Front Page Titles (by Subject) LXXXVI: TO E. KINNERSLEY, AT BOSTON - The Works of Benjamin Franklin, Vol. II Letters and Misc. Writings 1735-1753
Return to Title Page for The Works of Benjamin Franklin, Vol. II Letters and Misc. Writings 1735-1753
The Online Library of Liberty
A project of Liberty Fund, Inc.
LXXXVI: TO E. KINNERSLEY, AT BOSTON - Benjamin Franklin, The Works of Benjamin Franklin, Vol. II Letters and Misc. Writings 1735-1753 
The Works of Benjamin Franklin, including the Private as well as the Official and Scientific Correspondence, together with the Unmutilated and Correct Version of the Autobiography, compiled and edited by John Bigelow (New York: G.P. Putnam’s Sons, 1904). The Federal Edition in 12 volumes. Vol. II (Letters and Misc. Writings 1735-1753).
About Liberty Fund:
The text is in the public domain.
Fair use statement:
TO E. KINNERSLEY, AT BOSTON
Philadelphia, 16 March, 1752.
Having brought your brimstone globe to work, I tried one of the experiments you proposed, and was agreeably surprised to find that the glass globe being at one end of the conductor, and the sulphur globe at the other end, both globes in motion, no spark could be obtained from the conductor, unless when one globe turned slower, or was not in so good order as the other; and then the spark was only in proportion to the difference, so that turning equally, or turning that slowest which worked best, would again bring the conductor to afford no spark.
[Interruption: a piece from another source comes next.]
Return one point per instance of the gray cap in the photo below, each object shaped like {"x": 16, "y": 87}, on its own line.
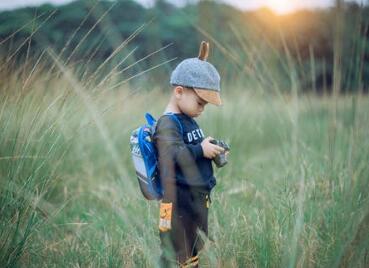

I found also that the wire of a phial charged by the glass globe, attracted a cork ball that had touched the wire of a phial charged by the brimstone globe, and vice versâ, so that the cork continued to play between the two phials, just as when one phial was charged through the wire, the other through the coating, by the glass globe alone. And two phials charged, the one by the brimstone globe, the other by the glass globe, would be both discharged by bringing their wires together, and shock the person holding the phials.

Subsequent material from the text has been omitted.